I do like rice with my chilli but this makes a nice change. Plus its easy to make. When everyone wolfs it down like gannets you know its a hit.
- 7-8 medium sized potatoes
- 1 onion
- 1 red pepper
- 360g beef mince (or substitute with Quorn or soya mince)
- 1 carrot
- 1 tbsp mild chilli powder
- 1 tin chopped tomatoes
- 1 beef stock melt
- small bunch coriander
- 1 avocado
- 1 lime
- 50g cheddar, grated
- 150ml creme fraiche or sour cream
- (Optional) small cube of dark chocolate
- Preheat the oven to 200C (180C fan)
- Chop the potatoes into 2cm cubes, pop on a baking tray and drizzle with olive oil, salt and pepper. Spread out a roast on top shelf of the oven until crispy, about 30 mins.
- Meanwhile dice the onion and red pepper.
- Add a splash of oil to a frying pan and brown the mince. Season with a little salt and pepper. Add the red pepper and onion and cook until veg is softened.
- Grate the carrot and stir into the pan with the other veg.

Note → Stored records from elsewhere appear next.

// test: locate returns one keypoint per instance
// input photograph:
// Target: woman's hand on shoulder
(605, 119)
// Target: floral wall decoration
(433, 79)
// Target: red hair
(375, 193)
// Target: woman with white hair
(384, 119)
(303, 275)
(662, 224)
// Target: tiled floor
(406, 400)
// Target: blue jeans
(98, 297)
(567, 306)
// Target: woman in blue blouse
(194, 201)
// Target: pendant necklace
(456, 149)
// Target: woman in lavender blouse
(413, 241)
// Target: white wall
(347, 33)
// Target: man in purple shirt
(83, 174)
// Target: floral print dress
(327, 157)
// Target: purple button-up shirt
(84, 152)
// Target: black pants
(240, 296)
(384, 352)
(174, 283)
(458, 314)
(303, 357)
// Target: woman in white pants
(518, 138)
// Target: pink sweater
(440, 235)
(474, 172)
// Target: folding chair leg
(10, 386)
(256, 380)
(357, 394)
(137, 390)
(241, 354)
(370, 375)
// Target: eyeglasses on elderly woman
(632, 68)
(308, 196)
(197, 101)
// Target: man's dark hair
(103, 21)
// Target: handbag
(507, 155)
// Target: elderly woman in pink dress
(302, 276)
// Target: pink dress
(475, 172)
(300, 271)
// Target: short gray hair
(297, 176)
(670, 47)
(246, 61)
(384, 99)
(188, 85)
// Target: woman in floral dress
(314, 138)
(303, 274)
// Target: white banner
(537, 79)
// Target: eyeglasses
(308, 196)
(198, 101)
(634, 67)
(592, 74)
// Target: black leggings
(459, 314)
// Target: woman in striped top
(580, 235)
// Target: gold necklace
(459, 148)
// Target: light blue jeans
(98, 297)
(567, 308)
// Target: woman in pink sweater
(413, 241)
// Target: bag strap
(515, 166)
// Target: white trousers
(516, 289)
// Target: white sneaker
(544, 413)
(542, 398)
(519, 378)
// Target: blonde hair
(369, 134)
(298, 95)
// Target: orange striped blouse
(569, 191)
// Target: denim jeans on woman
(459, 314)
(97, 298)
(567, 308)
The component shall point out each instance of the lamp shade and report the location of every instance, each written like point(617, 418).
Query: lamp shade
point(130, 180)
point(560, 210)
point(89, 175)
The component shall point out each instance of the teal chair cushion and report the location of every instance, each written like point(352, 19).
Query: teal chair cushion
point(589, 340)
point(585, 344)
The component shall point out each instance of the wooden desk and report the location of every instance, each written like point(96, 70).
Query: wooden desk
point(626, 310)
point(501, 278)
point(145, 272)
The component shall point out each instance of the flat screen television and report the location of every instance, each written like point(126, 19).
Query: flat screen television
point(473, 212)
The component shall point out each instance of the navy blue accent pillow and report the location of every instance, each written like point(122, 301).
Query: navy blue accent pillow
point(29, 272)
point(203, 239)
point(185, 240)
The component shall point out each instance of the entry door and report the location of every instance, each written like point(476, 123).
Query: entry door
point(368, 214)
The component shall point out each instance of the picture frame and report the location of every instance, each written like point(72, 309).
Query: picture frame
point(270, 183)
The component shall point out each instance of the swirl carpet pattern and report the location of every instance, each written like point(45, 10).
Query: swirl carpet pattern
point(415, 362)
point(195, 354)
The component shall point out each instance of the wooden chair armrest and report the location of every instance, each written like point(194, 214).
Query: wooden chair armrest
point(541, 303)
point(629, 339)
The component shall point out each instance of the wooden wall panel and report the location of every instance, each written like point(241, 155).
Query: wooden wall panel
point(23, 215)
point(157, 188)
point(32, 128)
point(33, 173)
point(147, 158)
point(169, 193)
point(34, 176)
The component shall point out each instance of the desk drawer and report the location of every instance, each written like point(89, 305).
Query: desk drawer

- Stir in the chilli powder and cook for 1 minute. Pour in the chopped tomatoes, 50 ml of water, beef stock pot and dark chocolate (if using). Bring to the boil then reduce to a low simmer for about 15 minutes.
- Put the creme fraiche into a bowl and grate the zest of the lime into it. Add salt and pepper to taste. This your lime cream.
- Finely chop the coriander. Halve the avocado, remove the stone, scoop the insides into a bowl and mash with half the coriander. Halve the lime and add the juice from one half to the lime. Season to taste with salt and pepper. This is your guacamole.
- Spoon the chilli into an ovenproof dish and top with the roasted crispy potato. Sprinkle the grated cheddar on top. Pop into the oven for 10 minutes until the cheese has melted.
- Once golden, serve on plates with a dollop of guacamole and lime cream. I like to serve it with broccoli drizzled with the lime cream.